El boato
Decía el pintor Henri Matisse que «la creatividad requiere valentía». Eso intento aplicármelo cuando escribo poesía. De las cosas que más me ha costado escribir –por eso de armarme de valentía– es un poema que en su día titulé «Una silla de formica». En mi texto describo a cuatro mujeres sentadas delante de un televisor hace 50 años. Dos mujeres mayores, una de mediana edad y una niña. Contemplan un entierro desde una cocina en un pueblo del Norte. Nadie dice nada. Solo una de las mayores, en un momento dado, murmura: «Unos con tanto boato, y otros, solo con una pala de cal». Entonces sus ojos se vuelven manantiales y varias lágrimas comienzan a rodar hacia un pañuelo.
[–>[–>[–>Esa escena, que en ese texto describo así, fue real. Me acuerdo todavía. Recuerdo bien cuando murió Franco. Tal vez fuese por los tres días de vacaciones que nos dieron en el cole. Y recuerdo estar viendo su funeral en la tele, una de cuernos que teníamos y que a veces trasladábamos a la cocina, una cocina espartana, de aquellas tantas veces replicadas en los pisos de principios de los 70: azulejos blancos, fogones alimentados con una bombona de butano, mesa y sillas de formica y la chapa de la cocina de carbón. Recuerdo nuestra disposición en la estancia. Aún puedo ver a mi abuela, con su mandil que tan bien olía y sobre el que a veces yo me tendía: aquella tela era capaz de mantener esencias de sopa de ajo, de castañas asadas y de rosquillas de anís. A mi madre la recuerdo menos. Como aún está, he perdido un poco la imagen de cómo era entonces. Pero en aquella escena, en aquella precisa, la imagen que más se me ha fijado es la de mi tía-abuela Mercedes, a la que llamábamos Yaya. Fue Mercedes la que masculló eso, lo del boato. Cierro los ojos y aún la puedo ver allí sentada frente al aparato, con la espalda recta en la silla, pero con un rostro serio y abatido.

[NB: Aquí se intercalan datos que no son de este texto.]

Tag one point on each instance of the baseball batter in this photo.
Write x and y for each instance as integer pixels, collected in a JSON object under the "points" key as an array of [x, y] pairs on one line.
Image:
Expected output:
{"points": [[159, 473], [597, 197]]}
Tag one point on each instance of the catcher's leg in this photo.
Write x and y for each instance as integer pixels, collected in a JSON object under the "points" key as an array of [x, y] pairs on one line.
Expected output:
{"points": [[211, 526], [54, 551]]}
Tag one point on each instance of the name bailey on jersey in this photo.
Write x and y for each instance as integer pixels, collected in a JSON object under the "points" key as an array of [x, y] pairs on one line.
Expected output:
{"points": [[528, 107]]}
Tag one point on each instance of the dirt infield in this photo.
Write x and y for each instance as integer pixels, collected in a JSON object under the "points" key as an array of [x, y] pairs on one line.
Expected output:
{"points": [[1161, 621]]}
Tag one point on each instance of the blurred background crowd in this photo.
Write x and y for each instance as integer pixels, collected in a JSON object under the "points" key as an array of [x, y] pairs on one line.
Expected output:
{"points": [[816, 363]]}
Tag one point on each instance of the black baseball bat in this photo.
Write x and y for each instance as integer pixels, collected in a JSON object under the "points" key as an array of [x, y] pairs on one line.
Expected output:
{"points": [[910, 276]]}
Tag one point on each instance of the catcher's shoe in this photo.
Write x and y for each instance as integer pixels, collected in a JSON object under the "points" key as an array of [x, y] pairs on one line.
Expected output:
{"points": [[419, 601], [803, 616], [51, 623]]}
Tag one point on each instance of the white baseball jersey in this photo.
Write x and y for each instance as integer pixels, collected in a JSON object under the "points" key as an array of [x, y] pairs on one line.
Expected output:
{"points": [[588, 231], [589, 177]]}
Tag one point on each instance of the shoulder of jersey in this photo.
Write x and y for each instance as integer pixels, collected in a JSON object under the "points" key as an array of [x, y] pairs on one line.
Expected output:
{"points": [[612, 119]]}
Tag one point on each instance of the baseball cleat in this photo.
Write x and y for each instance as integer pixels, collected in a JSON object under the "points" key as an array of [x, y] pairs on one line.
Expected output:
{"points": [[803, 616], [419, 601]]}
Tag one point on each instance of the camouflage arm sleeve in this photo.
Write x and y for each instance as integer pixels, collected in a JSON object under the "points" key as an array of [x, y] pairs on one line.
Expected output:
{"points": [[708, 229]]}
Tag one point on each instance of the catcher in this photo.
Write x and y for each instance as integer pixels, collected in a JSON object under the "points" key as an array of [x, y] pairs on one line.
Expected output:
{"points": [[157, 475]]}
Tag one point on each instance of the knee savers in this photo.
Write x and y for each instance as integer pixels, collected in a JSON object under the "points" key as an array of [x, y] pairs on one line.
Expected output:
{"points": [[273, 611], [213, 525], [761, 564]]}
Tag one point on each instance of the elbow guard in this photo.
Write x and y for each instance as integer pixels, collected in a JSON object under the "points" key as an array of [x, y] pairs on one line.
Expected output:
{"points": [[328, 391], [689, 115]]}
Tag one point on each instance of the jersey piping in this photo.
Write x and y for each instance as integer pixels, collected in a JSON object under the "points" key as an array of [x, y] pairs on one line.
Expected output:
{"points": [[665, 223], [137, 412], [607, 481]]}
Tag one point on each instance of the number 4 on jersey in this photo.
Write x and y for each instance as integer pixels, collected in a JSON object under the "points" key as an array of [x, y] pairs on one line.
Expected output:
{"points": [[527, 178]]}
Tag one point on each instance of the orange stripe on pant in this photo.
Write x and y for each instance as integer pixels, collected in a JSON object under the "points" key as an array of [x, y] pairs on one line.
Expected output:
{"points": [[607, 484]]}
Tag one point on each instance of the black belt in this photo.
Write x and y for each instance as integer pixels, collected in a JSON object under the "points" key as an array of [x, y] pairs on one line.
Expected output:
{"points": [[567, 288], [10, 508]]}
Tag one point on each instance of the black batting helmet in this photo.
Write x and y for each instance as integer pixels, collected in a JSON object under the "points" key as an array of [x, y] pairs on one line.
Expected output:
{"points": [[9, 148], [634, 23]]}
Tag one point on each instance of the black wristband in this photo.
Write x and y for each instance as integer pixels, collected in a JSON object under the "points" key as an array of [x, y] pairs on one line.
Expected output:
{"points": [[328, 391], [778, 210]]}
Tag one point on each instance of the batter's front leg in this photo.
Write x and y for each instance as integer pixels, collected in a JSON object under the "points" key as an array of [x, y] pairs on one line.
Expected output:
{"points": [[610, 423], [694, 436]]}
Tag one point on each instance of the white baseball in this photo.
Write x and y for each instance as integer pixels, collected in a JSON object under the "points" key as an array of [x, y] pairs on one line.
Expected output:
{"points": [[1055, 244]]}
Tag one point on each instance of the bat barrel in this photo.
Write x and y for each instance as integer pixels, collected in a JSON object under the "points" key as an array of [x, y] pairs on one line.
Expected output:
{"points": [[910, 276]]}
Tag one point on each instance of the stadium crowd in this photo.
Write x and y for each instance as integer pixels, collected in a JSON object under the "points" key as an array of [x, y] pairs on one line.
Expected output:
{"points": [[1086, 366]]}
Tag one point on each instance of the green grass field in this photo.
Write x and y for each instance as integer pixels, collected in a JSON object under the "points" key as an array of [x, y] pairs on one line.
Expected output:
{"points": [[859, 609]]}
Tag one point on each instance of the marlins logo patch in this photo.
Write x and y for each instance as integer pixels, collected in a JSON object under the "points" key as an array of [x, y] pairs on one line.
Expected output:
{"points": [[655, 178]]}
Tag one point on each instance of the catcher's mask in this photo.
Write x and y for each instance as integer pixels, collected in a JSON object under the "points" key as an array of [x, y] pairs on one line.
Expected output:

[–> [–>[–>Tuve suerte. Hay gente que nunca ha tenido abuela. Yo tuve tres. Mi abuela paterna, Pepa, la de la casería, la campesina, la de Granda-Colloto. Y tuve a Adela, mi abuela materna y a Mercedes, la hermana de Adela. Mercedes no tenía más familia que nosotros. Por aquel entonces yo desconocía aún sus circunstancias vitales. Sabía que era viuda –una viuda de guerra– como se decía; y que no tenía hijos, porque se le habían muerto de muy pequeños, la última, la que más sobrevivió, en Francia, de tifus. En su piso se podía ver a Mercedes en una foto, sosteniendo a una niña pequeña con lacitos. Había sido su hija «Bibi». Por detrás figuraba su nombre verdadero: Libertad García Mortera. Eso ponía la foto. También tenía un retrato en la que posaba con el que había sido su marido. Era una instantánea de «otros tiempos», como ellas aseguraban. En esos otros tiempos mis chicas eran todavía jóvenes y los ojos les brillaban.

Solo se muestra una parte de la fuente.